Supporters like Gerald Griggs, a vice president of the state N.A.A.C.P. chapter, reject such descriptions as inaccurate — and also hear in them a coded effort to scare off white voters.
“Definitely, it’s a dog whistle embedded,” he said.
[Democrats see opportunity for gains at the state level.]
Ms. Abrams was elected to the General Assembly in 2006, two years after Republicans had taken control of the Georgia House for the first time in more than a century. She was young, but not green. She had served as student president at Spelman College, Atlanta’s storied African-American women’s college, and kept her life ambitions, eventually including the goal of becoming president, listed in a spreadsheet. “The sheer boldness of my ambitions gnawed at me,” she recalled in her 2018 autobiography, “Minority Leader: How to Lead from the Outside and Make Real Change.”

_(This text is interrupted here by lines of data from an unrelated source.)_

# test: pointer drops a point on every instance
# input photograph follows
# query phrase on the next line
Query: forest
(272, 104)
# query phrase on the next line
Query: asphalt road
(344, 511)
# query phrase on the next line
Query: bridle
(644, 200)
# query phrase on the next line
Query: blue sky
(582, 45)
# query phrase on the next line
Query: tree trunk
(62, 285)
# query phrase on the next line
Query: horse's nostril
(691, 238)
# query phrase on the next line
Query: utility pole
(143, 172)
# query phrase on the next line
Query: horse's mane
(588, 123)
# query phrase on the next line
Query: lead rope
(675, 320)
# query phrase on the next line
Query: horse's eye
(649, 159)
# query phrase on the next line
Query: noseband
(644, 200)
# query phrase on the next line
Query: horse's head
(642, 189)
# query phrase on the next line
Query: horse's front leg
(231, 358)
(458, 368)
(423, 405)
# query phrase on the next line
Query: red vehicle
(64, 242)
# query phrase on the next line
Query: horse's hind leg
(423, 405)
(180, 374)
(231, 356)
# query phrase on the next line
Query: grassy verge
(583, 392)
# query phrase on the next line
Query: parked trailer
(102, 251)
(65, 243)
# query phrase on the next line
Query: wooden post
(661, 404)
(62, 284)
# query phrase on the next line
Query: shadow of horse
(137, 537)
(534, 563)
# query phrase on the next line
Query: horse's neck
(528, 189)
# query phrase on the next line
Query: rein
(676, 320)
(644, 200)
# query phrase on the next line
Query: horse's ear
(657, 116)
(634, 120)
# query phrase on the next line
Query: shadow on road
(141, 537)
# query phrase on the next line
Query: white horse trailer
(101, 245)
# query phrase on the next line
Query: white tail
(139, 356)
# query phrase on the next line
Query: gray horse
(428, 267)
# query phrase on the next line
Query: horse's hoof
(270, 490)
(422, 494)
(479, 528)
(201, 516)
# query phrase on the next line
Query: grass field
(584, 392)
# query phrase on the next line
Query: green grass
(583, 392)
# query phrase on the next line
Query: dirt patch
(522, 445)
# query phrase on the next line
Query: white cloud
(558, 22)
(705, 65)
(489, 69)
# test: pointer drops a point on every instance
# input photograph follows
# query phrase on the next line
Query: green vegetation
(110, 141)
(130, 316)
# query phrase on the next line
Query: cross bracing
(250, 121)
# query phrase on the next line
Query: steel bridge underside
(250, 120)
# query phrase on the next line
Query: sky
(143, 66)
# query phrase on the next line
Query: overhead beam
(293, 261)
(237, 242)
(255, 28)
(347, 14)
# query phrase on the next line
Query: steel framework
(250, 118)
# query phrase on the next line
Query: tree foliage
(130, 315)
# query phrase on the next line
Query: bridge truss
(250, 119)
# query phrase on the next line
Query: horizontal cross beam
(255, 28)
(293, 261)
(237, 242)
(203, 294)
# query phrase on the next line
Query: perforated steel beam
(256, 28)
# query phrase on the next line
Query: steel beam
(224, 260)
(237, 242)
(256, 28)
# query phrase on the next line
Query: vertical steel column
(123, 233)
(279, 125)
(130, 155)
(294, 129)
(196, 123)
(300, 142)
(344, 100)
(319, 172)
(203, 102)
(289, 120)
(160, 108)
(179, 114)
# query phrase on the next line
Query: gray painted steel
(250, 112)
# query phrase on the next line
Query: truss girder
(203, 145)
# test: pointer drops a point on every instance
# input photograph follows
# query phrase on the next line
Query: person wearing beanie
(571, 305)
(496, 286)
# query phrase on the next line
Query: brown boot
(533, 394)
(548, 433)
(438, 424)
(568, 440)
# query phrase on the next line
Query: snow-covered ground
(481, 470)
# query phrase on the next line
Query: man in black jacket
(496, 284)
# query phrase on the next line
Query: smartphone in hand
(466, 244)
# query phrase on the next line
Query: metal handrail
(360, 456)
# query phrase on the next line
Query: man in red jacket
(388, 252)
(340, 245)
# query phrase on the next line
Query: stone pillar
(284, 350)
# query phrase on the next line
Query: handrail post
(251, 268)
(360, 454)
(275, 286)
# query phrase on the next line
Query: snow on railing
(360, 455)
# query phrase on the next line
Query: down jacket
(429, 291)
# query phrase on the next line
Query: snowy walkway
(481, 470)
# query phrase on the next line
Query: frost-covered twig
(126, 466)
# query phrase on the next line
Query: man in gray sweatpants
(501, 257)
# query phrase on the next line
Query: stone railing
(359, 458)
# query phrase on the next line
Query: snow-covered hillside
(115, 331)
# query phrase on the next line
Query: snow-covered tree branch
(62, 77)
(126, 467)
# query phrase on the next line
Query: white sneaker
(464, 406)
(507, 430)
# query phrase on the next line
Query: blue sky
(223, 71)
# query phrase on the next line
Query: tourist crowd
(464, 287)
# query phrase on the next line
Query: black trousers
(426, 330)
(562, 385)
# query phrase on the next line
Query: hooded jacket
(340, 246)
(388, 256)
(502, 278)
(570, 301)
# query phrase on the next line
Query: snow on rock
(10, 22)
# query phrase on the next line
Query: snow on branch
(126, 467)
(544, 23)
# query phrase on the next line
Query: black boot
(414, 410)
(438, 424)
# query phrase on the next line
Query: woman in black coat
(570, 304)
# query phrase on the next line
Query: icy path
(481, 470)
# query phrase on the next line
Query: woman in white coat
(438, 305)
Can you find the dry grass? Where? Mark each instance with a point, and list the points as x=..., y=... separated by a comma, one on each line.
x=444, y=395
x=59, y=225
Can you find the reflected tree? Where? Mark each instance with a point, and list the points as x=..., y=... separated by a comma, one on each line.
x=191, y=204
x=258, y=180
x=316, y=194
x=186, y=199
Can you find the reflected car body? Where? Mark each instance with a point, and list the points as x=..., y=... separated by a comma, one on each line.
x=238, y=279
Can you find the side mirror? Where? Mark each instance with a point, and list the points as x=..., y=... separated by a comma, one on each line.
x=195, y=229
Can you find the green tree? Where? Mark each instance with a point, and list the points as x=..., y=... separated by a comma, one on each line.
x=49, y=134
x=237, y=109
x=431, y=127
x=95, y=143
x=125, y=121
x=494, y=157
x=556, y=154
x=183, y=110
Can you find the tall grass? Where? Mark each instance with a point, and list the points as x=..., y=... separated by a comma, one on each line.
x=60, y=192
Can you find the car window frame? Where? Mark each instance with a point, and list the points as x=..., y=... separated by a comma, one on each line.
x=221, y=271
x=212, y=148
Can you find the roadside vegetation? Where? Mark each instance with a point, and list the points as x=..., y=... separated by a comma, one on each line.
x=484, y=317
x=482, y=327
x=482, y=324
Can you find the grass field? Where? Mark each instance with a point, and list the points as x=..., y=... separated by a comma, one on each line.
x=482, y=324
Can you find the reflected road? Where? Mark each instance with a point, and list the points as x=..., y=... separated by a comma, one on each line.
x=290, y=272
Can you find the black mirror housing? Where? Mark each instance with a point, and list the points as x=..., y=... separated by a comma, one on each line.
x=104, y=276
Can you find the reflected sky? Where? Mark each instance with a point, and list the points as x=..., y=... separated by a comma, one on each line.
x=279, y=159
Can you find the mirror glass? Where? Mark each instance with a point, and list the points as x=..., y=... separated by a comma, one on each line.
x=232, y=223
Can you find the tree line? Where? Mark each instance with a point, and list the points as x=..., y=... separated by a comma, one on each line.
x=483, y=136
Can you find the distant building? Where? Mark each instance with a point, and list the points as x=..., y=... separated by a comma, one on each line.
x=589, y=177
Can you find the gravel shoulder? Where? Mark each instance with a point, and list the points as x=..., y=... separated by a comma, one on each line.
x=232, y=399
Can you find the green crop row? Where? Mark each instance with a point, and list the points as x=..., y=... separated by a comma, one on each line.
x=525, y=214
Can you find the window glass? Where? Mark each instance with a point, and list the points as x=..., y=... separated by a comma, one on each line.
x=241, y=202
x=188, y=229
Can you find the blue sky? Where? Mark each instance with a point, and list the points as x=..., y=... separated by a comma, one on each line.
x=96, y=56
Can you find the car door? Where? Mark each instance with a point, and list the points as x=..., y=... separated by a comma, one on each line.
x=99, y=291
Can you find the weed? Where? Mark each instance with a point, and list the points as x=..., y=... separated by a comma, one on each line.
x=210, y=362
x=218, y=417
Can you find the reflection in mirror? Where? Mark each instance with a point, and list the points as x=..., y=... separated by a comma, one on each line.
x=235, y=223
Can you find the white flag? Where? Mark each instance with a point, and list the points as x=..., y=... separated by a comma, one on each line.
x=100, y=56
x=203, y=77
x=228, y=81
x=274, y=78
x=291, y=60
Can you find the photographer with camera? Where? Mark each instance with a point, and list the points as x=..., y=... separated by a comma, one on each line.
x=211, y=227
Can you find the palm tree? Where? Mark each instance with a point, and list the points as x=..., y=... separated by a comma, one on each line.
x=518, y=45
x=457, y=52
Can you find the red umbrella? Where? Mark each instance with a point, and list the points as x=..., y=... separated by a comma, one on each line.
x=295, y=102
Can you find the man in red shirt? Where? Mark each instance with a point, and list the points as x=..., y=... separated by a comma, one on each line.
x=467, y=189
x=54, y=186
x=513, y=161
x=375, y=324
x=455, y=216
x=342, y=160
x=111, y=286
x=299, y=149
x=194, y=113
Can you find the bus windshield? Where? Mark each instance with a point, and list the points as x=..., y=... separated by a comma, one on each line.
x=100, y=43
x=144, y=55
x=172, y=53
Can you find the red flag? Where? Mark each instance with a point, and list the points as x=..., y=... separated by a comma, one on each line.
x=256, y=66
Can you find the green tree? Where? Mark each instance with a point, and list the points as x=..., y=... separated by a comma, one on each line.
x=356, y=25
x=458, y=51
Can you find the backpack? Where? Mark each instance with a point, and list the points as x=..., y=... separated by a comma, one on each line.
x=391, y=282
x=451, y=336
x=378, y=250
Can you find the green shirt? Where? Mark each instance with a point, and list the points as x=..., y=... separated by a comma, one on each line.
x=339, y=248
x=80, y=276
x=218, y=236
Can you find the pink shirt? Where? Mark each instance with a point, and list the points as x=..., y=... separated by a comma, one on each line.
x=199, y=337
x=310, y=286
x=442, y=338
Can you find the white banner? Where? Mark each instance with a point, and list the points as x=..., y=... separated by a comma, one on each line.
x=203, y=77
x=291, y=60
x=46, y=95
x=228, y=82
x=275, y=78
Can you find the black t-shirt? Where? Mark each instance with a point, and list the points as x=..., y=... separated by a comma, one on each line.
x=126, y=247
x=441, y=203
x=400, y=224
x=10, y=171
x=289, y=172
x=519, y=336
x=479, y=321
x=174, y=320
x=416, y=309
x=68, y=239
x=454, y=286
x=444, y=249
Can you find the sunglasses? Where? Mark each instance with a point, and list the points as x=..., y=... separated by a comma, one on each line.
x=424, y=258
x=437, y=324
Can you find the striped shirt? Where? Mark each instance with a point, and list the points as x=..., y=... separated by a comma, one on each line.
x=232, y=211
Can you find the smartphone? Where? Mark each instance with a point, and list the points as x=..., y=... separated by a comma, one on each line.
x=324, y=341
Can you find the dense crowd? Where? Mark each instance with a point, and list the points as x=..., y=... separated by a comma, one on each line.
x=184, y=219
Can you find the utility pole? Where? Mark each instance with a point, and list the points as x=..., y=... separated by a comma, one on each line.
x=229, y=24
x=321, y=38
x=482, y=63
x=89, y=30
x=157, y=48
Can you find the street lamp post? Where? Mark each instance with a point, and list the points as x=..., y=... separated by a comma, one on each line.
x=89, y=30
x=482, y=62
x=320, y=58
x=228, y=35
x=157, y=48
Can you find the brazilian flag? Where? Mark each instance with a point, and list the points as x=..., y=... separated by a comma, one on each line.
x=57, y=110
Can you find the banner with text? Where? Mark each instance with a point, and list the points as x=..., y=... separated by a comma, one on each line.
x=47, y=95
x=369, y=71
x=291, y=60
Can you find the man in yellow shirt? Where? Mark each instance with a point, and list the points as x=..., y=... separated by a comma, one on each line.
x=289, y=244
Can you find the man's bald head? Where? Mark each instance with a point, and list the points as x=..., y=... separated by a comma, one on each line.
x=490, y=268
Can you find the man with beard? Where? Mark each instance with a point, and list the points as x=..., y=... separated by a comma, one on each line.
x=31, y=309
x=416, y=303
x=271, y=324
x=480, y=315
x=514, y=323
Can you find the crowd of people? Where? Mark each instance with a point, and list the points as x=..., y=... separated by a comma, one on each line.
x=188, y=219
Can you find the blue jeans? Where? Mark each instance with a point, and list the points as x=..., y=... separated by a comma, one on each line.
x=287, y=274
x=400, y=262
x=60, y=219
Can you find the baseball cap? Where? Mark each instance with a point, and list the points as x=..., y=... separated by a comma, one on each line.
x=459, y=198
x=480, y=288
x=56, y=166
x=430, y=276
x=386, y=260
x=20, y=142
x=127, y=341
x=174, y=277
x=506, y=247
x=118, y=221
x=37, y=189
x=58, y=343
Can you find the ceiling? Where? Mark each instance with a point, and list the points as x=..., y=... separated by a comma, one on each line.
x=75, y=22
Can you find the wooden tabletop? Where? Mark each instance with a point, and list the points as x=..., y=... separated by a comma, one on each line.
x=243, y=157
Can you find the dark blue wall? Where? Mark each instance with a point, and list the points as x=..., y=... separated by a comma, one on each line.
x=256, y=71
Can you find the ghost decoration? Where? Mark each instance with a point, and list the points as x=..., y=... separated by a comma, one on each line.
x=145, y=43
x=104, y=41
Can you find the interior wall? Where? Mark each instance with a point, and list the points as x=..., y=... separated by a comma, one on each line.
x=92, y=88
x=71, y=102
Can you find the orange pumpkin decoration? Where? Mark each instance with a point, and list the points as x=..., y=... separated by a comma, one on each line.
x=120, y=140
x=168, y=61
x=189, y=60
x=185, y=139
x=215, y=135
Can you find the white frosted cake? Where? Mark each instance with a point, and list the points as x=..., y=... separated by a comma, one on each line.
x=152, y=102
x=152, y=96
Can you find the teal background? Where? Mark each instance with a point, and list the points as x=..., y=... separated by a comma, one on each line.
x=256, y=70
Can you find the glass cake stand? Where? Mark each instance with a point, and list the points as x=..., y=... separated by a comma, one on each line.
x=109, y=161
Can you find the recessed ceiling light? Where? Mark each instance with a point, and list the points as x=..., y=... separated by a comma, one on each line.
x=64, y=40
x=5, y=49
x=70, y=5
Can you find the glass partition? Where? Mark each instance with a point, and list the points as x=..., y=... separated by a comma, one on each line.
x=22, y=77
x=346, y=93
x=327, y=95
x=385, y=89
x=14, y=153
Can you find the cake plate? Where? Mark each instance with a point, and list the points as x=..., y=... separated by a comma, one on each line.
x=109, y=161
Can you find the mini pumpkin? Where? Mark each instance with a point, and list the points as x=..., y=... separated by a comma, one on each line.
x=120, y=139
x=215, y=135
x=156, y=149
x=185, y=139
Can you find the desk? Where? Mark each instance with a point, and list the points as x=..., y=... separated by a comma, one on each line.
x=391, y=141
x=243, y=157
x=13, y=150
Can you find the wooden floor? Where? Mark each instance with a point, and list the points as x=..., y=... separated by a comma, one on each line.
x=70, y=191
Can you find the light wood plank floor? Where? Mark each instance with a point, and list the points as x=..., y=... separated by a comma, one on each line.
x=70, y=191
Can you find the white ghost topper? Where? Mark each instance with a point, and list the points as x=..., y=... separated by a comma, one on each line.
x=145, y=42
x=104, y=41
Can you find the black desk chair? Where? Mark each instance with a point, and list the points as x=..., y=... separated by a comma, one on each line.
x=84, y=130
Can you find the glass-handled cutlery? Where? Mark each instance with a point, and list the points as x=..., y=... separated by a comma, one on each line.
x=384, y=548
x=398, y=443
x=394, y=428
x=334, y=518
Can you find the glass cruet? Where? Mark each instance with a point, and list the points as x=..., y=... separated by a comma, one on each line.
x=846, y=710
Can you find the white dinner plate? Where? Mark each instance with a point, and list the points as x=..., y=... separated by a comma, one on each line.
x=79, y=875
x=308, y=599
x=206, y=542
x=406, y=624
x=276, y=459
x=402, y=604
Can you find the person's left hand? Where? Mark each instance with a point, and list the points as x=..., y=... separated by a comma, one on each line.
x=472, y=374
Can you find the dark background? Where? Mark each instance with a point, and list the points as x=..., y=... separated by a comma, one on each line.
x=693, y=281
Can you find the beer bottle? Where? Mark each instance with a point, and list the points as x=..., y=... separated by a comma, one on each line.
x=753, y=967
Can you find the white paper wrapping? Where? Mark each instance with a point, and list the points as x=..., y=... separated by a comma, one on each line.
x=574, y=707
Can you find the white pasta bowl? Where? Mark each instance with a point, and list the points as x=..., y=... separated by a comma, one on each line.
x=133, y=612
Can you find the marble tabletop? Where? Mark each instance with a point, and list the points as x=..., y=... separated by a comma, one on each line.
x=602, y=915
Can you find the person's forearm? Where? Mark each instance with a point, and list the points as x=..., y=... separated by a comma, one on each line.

Style-wise, she was more of a listener than a glad-hander, more policy wonk than enforcer. She was a careful, prepared speaker with a bookish quality, a wry sense of humor and a tendency toward efficiency.
“She engendered a sense of loyalty in a lot of people that way,” said Brian Thomas, who was a member of the House Democratic leadership at the time. “A lot of people just respected the fact that she was just a lot smarter than some of us, and able to use that intellect in ways that were really effective.”